MLB Owners Escalate Labor Fight With New Contract Proposal
MLB team owners have made another sweeping labor proposal, this time seeking to dramatically change how most player contracts operate in a new bid that is unlikely to become reality.
Among the key terms that management offered to the MLB Players Association during a Thursday bargaining session focused primarily on the reserve system:
- A maximum contract length of five years for all free-agent players switching teams, and six years for those staying with their existing teams, as well as an end to all contract deferrals. Those measures would make it impossible for any future deals like the historic 15-year, $765 million pact Juan Soto signed with the Mets in late 2024, and the 10-year, $700 million contract Shohei Ohtani signed with the Dodgers in late 2023 that defers all but $20 million of the money.
- A $202 million limit on free-agent deals for players switching teams, representing 15% of a team’s annual salary cap. That overall contract number would mark a significant rollback in current salary trends, as there are more than two dozen current player deals in excess of that, and four that more than double it. The maximum contract value for a free agent staying with his current team is $265 million over six years.
- An elimination of the qualifying offer that provides draft-pick compensation to teams losing top free agents. The union has sought to end this.
- An increase in minimum salaries to $900,000 for players with one year of service time or less, up from the current $780,000. The minimum for those with at least two years of service time would rise to $1 million.
- A limit of 12 years and $500 million for any contract extension for a player not yet a free agent. That 12-year limit, however, would only apply to rookies, with that maximum contract length decreasing with every subsequent year of service time.
“Today, in addition to proposing the largest-ever increase in the minimum salary, earned by over half of MLB players, we accepted two landmark changes to free agency that have been in place for 50 years,” said MLB spokesman Glen Caplin. “We agreed to both the MLBPA’s proposal to provide earlier access to free agency, and their proposal to eliminate the qualifying offer system, a provision players view as a drag on free agency.”
All of this, however, would be expressly contingent on players accepting management’s recent proposal for a salary cap—something they are vehemently against.
Not surprisingly, the union immediately rejected the latest bid.
“The overall drag on player compensation here dramatically outweighs the benefits suggested here,” said MLBPA interim executive director Bruce Meyer on Thursday afternoon. “Some of the suggested benefits are of no benefit or value at all in a cap system. … In a cap system, it’s a zero-sum game, and it’s just moving money around.”
A Divided Negotiation
The latest labor talks follow a series of sessions in which players and owners have been deeply split on nearly every other core issue discussed so far.

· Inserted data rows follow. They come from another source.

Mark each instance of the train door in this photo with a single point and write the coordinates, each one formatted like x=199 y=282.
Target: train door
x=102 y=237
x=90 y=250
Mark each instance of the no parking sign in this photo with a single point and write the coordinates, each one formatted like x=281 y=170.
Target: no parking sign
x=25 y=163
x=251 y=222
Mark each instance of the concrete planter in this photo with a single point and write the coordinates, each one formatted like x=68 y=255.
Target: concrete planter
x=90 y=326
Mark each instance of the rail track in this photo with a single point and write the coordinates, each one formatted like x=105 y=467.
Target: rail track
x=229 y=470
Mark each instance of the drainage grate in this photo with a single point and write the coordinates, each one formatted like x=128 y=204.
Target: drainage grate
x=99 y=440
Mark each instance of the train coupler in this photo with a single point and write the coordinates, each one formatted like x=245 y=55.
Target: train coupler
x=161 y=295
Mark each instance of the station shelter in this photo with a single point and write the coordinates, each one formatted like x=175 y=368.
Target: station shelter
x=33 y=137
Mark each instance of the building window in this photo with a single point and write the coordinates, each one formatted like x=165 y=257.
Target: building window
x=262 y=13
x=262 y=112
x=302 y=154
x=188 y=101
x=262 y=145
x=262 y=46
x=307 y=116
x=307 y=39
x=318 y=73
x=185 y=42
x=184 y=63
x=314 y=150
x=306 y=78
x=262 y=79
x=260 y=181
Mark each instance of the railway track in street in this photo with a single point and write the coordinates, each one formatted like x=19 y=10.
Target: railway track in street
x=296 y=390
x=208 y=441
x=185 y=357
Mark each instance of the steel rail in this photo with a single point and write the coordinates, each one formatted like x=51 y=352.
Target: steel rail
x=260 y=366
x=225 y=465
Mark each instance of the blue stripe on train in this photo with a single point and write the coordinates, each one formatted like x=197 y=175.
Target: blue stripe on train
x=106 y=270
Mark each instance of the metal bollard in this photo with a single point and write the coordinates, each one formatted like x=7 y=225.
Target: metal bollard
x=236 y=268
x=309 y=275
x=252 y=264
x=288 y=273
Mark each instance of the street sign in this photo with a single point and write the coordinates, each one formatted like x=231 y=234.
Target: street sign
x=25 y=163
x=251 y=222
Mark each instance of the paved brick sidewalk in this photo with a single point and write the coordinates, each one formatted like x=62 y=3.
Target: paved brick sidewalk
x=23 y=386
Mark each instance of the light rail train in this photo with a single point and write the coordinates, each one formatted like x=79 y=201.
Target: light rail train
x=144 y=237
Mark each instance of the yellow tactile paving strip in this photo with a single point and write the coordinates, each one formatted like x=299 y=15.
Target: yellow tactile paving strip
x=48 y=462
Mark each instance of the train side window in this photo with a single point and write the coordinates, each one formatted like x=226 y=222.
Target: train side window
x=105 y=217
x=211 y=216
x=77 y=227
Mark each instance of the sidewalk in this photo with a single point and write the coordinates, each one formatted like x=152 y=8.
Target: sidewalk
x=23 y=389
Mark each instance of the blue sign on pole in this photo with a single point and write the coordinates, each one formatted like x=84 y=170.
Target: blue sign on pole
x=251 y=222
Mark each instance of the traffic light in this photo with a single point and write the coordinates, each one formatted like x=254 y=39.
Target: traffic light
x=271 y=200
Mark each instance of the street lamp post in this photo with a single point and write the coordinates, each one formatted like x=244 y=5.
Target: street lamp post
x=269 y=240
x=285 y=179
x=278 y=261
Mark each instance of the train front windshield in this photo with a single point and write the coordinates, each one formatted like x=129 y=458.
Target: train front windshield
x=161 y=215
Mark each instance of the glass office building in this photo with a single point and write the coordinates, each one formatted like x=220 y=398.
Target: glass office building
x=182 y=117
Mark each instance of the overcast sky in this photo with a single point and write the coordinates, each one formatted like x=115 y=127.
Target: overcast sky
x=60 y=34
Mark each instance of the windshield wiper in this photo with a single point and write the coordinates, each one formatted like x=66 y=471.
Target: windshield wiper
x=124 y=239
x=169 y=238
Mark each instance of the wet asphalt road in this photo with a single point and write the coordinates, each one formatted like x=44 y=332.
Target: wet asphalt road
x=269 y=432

Owners helped lead off the negotiations by making the salary cap proposal, something that was long expected but nonetheless had not been formally broached in the sport for more than three decades. Players, as vehemently opposed to a cap at any point in the union’s six-decade history, instead are seeking widespread increases in minimum salaries and enhanced player eligibility for free agency.

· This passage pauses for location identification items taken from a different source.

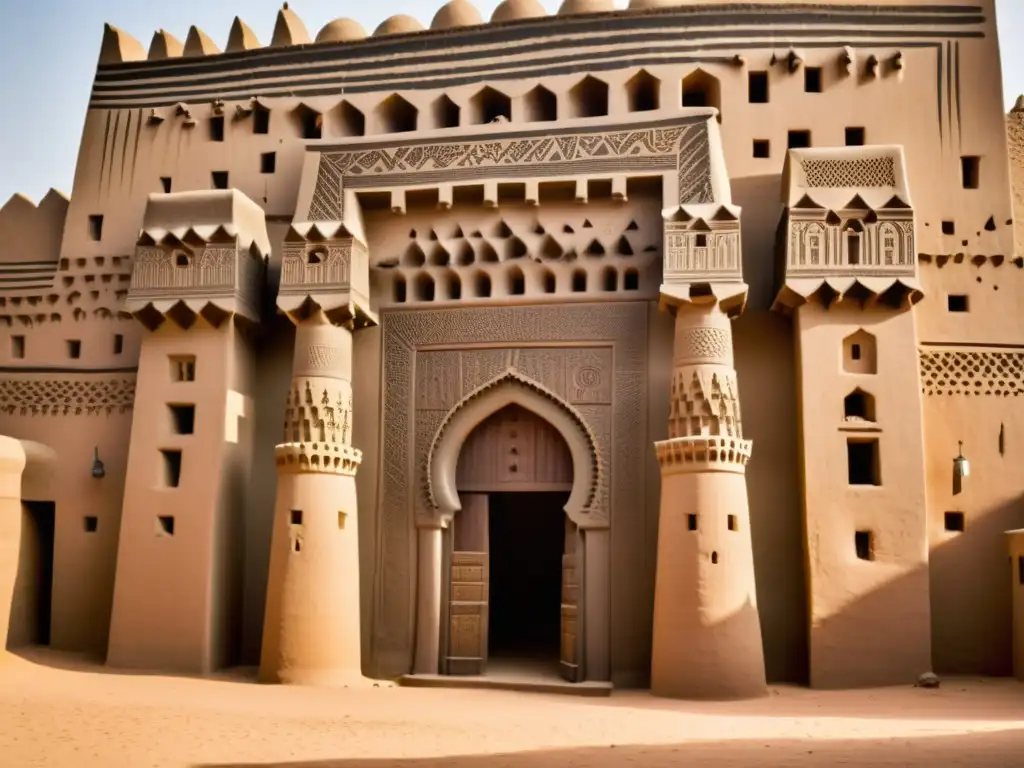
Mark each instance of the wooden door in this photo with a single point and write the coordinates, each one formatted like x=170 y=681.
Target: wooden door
x=571 y=636
x=467 y=652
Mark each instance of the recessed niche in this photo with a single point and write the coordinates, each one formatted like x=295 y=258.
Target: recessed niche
x=182 y=419
x=589 y=98
x=863 y=465
x=541 y=105
x=863 y=545
x=953 y=521
x=172 y=467
x=488 y=105
x=165 y=525
x=643 y=91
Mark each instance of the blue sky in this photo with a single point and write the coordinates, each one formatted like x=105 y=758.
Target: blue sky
x=50 y=48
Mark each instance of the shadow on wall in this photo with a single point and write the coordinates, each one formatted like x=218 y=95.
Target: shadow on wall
x=994 y=750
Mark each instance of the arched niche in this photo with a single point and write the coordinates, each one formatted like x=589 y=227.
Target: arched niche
x=442 y=458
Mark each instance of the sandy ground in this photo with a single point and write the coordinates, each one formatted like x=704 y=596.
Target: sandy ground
x=58 y=711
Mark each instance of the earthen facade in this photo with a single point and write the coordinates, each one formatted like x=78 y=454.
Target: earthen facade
x=644 y=341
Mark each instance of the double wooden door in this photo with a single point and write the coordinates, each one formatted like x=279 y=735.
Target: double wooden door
x=469 y=593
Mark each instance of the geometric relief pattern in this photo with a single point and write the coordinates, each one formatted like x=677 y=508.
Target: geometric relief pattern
x=682 y=144
x=999 y=374
x=591 y=355
x=845 y=173
x=66 y=396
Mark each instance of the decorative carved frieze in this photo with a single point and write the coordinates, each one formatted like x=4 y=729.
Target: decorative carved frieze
x=45 y=396
x=333 y=273
x=988 y=373
x=680 y=145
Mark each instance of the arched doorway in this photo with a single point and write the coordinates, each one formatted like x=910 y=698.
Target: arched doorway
x=513 y=596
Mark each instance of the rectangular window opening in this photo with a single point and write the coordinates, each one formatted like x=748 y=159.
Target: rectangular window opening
x=217 y=128
x=799 y=139
x=172 y=467
x=812 y=79
x=182 y=368
x=862 y=462
x=864 y=545
x=855 y=136
x=956 y=302
x=757 y=87
x=182 y=419
x=96 y=226
x=165 y=525
x=971 y=172
x=953 y=521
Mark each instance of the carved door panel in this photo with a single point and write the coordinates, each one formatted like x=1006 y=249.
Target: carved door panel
x=571 y=635
x=467 y=652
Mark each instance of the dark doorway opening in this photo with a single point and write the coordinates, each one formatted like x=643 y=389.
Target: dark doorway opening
x=38 y=550
x=527 y=539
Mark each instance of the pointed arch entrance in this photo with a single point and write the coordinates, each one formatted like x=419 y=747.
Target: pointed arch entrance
x=511 y=473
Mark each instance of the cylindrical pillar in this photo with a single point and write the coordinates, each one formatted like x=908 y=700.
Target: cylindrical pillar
x=707 y=634
x=311 y=631
x=428 y=604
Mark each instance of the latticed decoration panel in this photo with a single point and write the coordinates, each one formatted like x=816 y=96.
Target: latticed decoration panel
x=66 y=396
x=846 y=173
x=962 y=373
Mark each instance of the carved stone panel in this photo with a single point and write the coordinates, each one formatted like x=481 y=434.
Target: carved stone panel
x=593 y=354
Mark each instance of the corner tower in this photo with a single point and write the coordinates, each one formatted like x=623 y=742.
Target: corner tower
x=707 y=635
x=311 y=630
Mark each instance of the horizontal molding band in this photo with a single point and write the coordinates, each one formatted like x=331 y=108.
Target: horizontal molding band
x=553 y=31
x=144 y=99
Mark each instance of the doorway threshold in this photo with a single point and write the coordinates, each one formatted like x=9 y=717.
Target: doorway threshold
x=508 y=676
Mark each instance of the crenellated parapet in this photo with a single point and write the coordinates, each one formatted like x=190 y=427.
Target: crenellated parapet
x=199 y=253
x=848 y=227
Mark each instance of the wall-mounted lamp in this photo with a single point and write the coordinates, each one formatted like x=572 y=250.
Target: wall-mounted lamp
x=962 y=468
x=98 y=470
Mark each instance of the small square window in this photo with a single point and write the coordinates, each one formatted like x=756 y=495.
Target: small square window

Those MLB team owners, however, did agree to allow players aged 30 or older with five years of service time to become free agents—in line with a union proposal—but did so in conjunction with a salary cap.
More recently, management also presented a proposal that would dramatically reshape how and when amateur players enter professional baseball. Among the widely rebuked elements of the offer were making U.S.-born teenage players ineligible for entry and offloading a sizable portion of the league’s player development functions to college baseball.

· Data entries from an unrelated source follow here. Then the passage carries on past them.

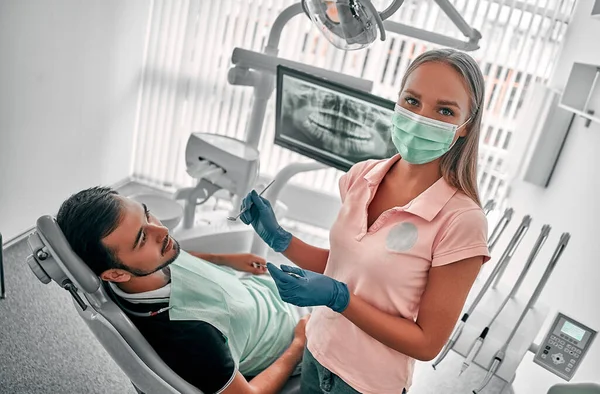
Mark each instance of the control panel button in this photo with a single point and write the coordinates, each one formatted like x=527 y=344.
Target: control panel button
x=558 y=359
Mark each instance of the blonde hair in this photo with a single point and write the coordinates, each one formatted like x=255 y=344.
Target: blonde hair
x=459 y=165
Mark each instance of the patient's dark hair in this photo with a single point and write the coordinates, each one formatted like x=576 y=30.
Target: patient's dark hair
x=87 y=217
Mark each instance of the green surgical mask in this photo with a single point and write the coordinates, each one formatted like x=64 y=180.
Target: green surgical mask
x=421 y=140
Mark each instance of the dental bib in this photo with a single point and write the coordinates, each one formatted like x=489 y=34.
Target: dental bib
x=248 y=311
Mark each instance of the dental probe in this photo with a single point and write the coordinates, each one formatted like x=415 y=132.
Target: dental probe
x=474 y=351
x=513 y=244
x=233 y=219
x=499 y=357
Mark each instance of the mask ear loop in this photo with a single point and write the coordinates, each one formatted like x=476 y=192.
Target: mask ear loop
x=462 y=125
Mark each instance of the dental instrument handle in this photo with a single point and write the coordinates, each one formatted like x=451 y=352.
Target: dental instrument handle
x=500 y=227
x=562 y=244
x=514 y=242
x=510 y=254
x=496 y=233
x=234 y=218
x=474 y=350
x=532 y=256
x=489 y=206
x=451 y=341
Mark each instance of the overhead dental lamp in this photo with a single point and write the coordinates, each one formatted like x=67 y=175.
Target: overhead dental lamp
x=355 y=24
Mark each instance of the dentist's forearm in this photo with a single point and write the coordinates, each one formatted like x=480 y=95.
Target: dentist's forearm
x=307 y=256
x=400 y=334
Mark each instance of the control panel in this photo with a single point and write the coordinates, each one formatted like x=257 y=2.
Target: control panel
x=564 y=347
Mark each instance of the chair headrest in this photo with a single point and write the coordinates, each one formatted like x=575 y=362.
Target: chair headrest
x=65 y=261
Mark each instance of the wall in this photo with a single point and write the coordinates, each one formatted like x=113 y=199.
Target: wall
x=69 y=78
x=569 y=204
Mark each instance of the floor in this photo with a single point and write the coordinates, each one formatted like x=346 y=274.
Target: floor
x=46 y=348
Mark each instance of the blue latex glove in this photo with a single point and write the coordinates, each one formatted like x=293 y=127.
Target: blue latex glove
x=262 y=218
x=310 y=288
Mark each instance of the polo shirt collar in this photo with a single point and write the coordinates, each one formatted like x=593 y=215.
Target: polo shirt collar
x=427 y=204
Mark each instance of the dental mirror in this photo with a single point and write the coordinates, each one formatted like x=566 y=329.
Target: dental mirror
x=233 y=219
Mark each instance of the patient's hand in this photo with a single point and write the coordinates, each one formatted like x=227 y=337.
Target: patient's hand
x=246 y=262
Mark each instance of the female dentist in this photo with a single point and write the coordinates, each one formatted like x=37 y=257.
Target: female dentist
x=406 y=246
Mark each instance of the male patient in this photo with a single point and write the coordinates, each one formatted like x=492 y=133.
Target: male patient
x=211 y=326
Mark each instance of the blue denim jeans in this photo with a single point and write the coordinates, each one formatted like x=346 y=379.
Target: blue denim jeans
x=317 y=379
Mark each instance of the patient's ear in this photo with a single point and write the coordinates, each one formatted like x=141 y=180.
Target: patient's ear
x=115 y=275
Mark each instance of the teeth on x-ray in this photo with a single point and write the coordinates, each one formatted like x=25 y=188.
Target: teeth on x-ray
x=337 y=123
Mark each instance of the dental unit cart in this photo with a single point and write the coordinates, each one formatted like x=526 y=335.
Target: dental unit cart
x=564 y=346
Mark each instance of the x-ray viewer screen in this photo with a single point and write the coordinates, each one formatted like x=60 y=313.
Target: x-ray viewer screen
x=329 y=122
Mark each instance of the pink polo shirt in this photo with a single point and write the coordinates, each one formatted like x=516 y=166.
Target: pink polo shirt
x=387 y=266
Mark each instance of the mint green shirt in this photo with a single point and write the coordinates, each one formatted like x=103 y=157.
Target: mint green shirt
x=248 y=310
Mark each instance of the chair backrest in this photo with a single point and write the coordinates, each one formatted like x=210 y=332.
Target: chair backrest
x=53 y=259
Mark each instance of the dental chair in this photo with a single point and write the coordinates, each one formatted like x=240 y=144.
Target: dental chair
x=575 y=388
x=52 y=259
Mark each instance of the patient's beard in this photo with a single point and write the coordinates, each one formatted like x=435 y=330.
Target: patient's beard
x=164 y=266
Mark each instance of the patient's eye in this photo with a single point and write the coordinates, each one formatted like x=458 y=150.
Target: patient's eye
x=147 y=213
x=411 y=101
x=446 y=111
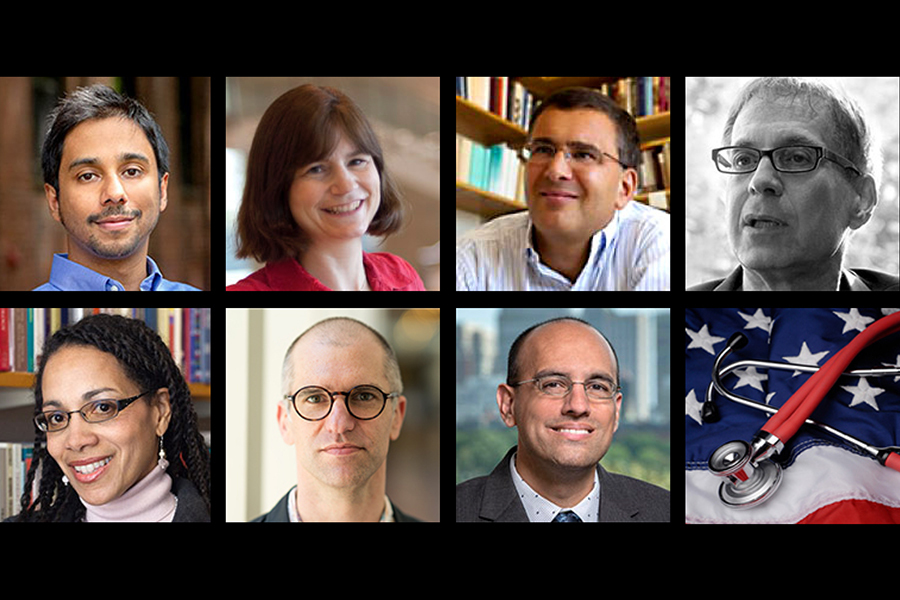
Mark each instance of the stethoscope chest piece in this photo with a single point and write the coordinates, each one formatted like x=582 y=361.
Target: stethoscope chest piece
x=745 y=485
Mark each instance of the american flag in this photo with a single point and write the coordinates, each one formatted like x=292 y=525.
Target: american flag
x=825 y=480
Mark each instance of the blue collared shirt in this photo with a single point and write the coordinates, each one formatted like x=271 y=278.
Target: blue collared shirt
x=630 y=253
x=68 y=276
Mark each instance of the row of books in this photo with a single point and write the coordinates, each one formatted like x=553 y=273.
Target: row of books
x=655 y=166
x=15 y=460
x=509 y=100
x=186 y=331
x=641 y=96
x=495 y=169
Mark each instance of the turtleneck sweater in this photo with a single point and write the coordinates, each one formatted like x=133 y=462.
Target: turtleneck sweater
x=149 y=500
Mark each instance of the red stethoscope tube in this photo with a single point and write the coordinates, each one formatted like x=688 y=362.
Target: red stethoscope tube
x=785 y=423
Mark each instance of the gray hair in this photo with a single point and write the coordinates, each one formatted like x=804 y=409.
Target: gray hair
x=850 y=130
x=343 y=331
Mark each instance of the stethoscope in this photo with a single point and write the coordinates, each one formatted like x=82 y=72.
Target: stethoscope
x=750 y=476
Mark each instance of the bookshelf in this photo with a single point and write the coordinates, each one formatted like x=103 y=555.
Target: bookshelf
x=488 y=129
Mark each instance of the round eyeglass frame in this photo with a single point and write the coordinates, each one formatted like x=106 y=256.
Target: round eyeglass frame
x=346 y=395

The existing labor agreement between MLB and the MLBPA expires Dec. 1, and a real risk of losing games won’t become truly palpable until early next year. As a result, the current talks are still rather at a preliminary stage in which each side is detailing its intended vision for the sport’s future, and the two camps have not yet reached a stage of truly negotiated tradeoffs.
“What’s being proposed now is really illusory given it’s all in the context of a cap,” Meyer said.
Meanwhile, these talks have already been marked by a much greater level of public discussion compared to prior rounds. During the latter part of Bud Selig’s tenure as commissioner in particular, he actively sought to tamp down public discourse about labor negotiations as much as possible.
That’s fundamentally changed this time, though, as an accelerating spending gap between large- and small-revenue teams, and how best to address it, is forcing a much more open discourse.
“The biggest issue baseball fans want solved to strengthen the game is fixing the payroll disparity that leaves too many fans without hope of their team competing for a World Series title,” Caplin said.